Mohammed asks his daughter: “Is that a plane or a shell?”

“A shell, and when it falls we will laugh!” she replies.

As the boom of the explosion is heard in the distance, the little girl jumps slightly and then bursts into hysterical giggles as her father laughs along and says: “It’s funny, right?”

Mohammed said he came up with the game to help his daughter cope with her fear.

All her life: Salwa had been hearing bombs all her life. As a baby she had no fear, but that changed after her first year. One day, they were at home in Saraqeb during Eid al-Fitr, the three-day Muslim holiday that marks the end of the holy month of Ramadan. Children outside were celebrating with fire crackers, and a big one exploded nearby.

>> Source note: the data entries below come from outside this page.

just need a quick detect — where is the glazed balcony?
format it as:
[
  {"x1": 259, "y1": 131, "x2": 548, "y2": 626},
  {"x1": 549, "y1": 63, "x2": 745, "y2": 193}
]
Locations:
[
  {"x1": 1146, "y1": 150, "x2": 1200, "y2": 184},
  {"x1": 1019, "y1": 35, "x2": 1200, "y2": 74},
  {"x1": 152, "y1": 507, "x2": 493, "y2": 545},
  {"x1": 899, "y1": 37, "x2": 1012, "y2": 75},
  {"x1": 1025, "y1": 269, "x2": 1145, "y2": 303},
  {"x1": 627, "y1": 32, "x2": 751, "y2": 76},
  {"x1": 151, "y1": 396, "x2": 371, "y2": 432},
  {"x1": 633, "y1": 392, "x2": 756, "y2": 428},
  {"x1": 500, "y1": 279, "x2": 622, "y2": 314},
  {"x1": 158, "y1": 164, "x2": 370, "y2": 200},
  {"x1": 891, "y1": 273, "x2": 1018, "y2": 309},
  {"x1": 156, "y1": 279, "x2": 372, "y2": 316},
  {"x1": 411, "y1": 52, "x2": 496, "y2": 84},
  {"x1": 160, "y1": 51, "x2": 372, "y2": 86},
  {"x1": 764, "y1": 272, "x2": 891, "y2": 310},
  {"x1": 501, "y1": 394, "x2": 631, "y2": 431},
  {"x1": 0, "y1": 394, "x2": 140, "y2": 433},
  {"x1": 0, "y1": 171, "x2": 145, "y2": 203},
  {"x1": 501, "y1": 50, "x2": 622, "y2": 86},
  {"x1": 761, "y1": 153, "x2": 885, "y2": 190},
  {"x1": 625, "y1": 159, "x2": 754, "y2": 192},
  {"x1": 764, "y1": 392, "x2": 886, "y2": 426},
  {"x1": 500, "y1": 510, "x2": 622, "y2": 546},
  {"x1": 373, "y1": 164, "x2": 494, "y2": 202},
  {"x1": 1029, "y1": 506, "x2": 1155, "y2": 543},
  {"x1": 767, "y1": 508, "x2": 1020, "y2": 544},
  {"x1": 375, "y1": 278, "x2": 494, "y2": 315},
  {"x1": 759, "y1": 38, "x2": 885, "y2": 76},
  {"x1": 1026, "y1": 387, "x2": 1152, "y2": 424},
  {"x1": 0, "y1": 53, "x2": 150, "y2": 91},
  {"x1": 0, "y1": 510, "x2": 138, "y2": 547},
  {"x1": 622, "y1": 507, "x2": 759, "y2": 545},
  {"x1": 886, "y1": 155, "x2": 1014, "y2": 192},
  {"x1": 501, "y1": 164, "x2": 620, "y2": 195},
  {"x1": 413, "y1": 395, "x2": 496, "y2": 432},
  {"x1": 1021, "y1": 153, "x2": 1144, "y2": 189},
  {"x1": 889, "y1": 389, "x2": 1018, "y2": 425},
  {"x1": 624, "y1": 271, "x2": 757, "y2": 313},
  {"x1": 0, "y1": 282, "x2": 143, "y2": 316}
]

“She was frightened, but I took her out and showed her that children were playing and laughing … she was convinced,” he recalled. That was how he got the idea to connect the sound of bombs with laughter and kids playing, and to film himself laughing with her every time warplanes hit.

He said now every time they hear the jets or outgoing artillery shells, Salwa turns to him and waits for his reaction. He pulls out his cellphone for a selfie video and they wait for it — and then they burst into laughter.

Dreams: On a recent day, Mohammed sat watching Salwa as she played with plastic Lego bricks, her hair in pigtails and wearing a blue dress. He said the war has wiped out the hopes and dreams of his generation and those of their children.

“The most I hope for is to stay alive, along with my daughter and everyone else,” he said. “We forgot about the bigger hopes; they don’t exist anymore.”

Mohammed gets emotional talking about it. He says he realizes the bombs they’re laughing about could be ending someone’s life at that same moment.

“Maybe it hit a tent or a child, and this is not funny of course. This is very sad. But I’m laughing so that my daughter doesn’t get affected by this. And if the shell were to fall on us, better that we die laughing than to die scared.”